Abstract

The mechanical and energetic effects of the adenosine triphosphate-sensitive potassium channel opener cromakalim at 50 microM and 100 microM were determined on guinea pig left ventricular papillary muscles and compared with those of low calcium concentration (n = 9 in each group). Both concentrations of cromakalim induced a negative inotropic effect (decrease in maximum shortening velocity at preload only and maximum extent of muscle shortening at preload only, P < .01 and P < .001 at 50 and 100 microM, respectively; maximum isometric active force normalized per cross-sectional area during the isometric twitch, P < .001; positive peak of the isometric force derivative normalized per cross-sectional area, P < .001) and a negative lusitropic effect (decrease in maximum lengthening velocity at preload only and negative peak of the isometric force derivative normalized per cross-sectional area, P < .01 and P < .001 at 50 and 100 microM, respectively).
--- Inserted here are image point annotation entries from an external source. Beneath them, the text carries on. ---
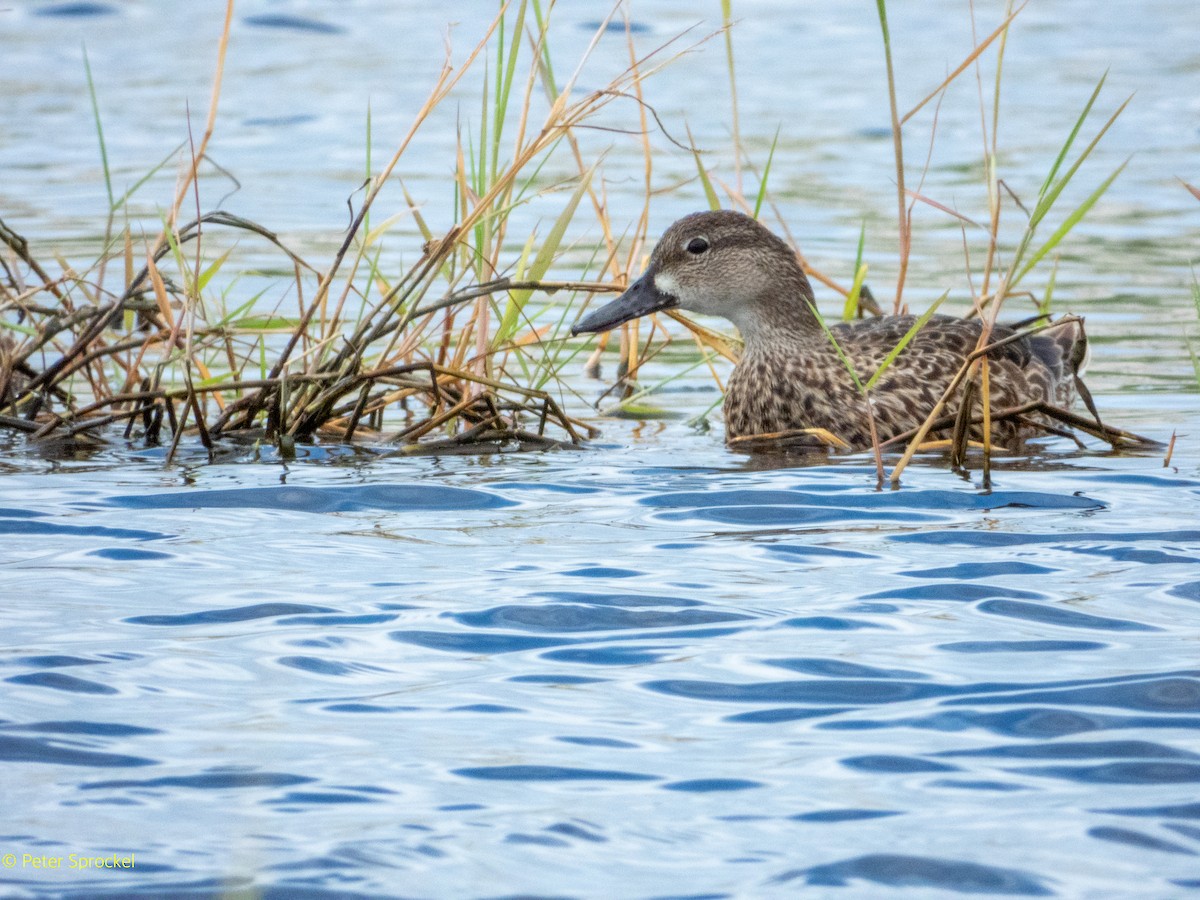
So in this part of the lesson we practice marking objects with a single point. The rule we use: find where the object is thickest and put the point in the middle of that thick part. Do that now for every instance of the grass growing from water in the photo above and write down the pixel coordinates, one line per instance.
(453, 352)
(448, 352)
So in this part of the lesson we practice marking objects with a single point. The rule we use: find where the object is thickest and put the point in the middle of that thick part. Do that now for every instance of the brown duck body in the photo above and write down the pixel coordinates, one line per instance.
(803, 384)
(790, 376)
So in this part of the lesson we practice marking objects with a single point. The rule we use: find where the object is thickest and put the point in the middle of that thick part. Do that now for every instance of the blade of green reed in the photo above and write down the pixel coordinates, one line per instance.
(709, 193)
(366, 219)
(1192, 351)
(1071, 222)
(100, 129)
(540, 265)
(727, 23)
(504, 76)
(213, 269)
(904, 341)
(1044, 306)
(120, 202)
(547, 69)
(1071, 138)
(837, 347)
(766, 174)
(851, 309)
(898, 150)
(1048, 201)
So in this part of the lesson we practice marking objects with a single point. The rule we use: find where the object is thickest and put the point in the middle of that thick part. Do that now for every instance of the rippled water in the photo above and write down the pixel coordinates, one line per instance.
(647, 669)
(594, 673)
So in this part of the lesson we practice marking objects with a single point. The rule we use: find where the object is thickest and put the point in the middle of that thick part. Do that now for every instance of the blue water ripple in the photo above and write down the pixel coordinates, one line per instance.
(238, 613)
(557, 618)
(288, 22)
(885, 765)
(840, 669)
(59, 682)
(832, 816)
(207, 781)
(907, 871)
(1137, 839)
(322, 499)
(549, 773)
(17, 749)
(1020, 646)
(709, 785)
(1060, 616)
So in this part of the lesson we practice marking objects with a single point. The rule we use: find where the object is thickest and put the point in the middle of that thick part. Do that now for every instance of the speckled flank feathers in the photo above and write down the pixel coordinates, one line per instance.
(790, 376)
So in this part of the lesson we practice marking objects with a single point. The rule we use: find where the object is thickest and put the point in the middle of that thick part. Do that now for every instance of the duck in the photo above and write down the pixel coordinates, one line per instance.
(791, 378)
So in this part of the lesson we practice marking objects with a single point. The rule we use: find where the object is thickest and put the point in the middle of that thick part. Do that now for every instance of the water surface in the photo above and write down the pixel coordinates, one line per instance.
(647, 669)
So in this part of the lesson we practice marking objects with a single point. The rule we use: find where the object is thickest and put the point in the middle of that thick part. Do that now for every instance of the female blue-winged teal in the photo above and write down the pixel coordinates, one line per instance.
(790, 376)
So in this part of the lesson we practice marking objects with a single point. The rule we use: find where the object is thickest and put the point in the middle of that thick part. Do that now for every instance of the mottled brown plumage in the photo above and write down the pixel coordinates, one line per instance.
(790, 376)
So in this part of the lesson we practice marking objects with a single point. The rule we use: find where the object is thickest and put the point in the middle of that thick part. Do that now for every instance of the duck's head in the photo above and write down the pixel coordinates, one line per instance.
(720, 263)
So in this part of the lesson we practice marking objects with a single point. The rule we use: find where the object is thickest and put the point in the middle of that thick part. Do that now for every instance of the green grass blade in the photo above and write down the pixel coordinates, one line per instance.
(1044, 306)
(1071, 138)
(766, 174)
(504, 82)
(1047, 202)
(709, 193)
(207, 275)
(837, 347)
(540, 265)
(850, 310)
(100, 130)
(1065, 228)
(904, 341)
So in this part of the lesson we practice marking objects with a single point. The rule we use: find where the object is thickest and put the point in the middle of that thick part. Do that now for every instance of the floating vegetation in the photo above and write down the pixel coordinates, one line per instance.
(451, 352)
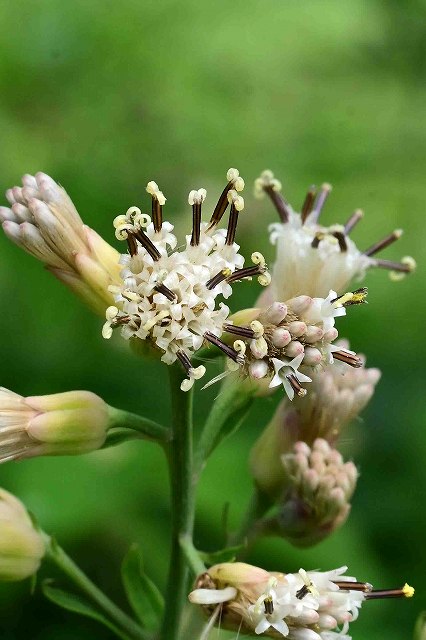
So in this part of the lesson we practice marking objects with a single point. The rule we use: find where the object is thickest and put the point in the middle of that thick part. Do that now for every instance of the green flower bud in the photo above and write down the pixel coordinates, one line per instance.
(21, 545)
(60, 424)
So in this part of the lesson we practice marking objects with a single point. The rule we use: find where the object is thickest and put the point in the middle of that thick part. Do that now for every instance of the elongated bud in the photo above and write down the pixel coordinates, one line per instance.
(21, 545)
(43, 221)
(60, 424)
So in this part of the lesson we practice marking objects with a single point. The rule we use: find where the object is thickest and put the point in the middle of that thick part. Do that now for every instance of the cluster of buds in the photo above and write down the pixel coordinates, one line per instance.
(68, 423)
(312, 259)
(21, 544)
(168, 295)
(286, 336)
(308, 605)
(43, 221)
(337, 395)
(319, 487)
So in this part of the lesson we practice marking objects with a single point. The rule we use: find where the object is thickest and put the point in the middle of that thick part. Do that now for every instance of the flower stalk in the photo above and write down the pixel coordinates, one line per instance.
(182, 490)
(58, 556)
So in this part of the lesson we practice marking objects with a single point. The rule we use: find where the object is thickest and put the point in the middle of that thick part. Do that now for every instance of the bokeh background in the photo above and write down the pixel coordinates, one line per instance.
(107, 95)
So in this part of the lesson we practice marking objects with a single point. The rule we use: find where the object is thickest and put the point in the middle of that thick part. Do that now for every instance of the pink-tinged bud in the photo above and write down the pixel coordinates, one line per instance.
(313, 334)
(316, 493)
(274, 314)
(44, 222)
(60, 424)
(295, 348)
(258, 369)
(281, 337)
(21, 545)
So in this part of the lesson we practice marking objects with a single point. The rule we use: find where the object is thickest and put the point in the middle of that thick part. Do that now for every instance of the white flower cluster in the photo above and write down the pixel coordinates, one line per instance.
(320, 474)
(168, 295)
(300, 606)
(285, 336)
(313, 259)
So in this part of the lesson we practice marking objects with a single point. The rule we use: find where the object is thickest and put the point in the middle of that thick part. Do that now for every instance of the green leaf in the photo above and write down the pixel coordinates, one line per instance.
(142, 594)
(77, 604)
(223, 555)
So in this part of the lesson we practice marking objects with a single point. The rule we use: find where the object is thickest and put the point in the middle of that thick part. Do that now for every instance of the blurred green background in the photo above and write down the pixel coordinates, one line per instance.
(105, 96)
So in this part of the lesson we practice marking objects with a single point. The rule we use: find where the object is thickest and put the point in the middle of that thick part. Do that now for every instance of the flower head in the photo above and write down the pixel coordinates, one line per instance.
(21, 545)
(60, 424)
(169, 295)
(308, 605)
(275, 342)
(43, 221)
(337, 394)
(313, 259)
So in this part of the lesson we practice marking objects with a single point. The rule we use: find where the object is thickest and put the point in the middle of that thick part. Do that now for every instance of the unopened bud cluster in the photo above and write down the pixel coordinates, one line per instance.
(21, 544)
(68, 423)
(43, 221)
(319, 486)
(286, 336)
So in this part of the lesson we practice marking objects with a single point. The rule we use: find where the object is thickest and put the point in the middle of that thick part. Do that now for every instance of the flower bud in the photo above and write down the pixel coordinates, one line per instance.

At 100 microM, the decrease in relaxation parameters was more marked than that in contraction parameters under isotonic conditions, as shown by the decrease in the slope of the relationship between peak lengthening velocity and maximum extent of muscle shortening (P < .01); this result reflects an intrinsic negative relaxant effect. No relaxant effect was found under isometric conditions at either concentration. The mechanical effects of low calcium were similar to those of cromakalim 100 microM, which suggests that the drug acted mainly by reducing the cellular calcium entry. Despite the negative mechanical effect of cromakalim, mechanical efficiency was preserved. This could partly explain the cardioprotective effect of cromakalim during ischemia.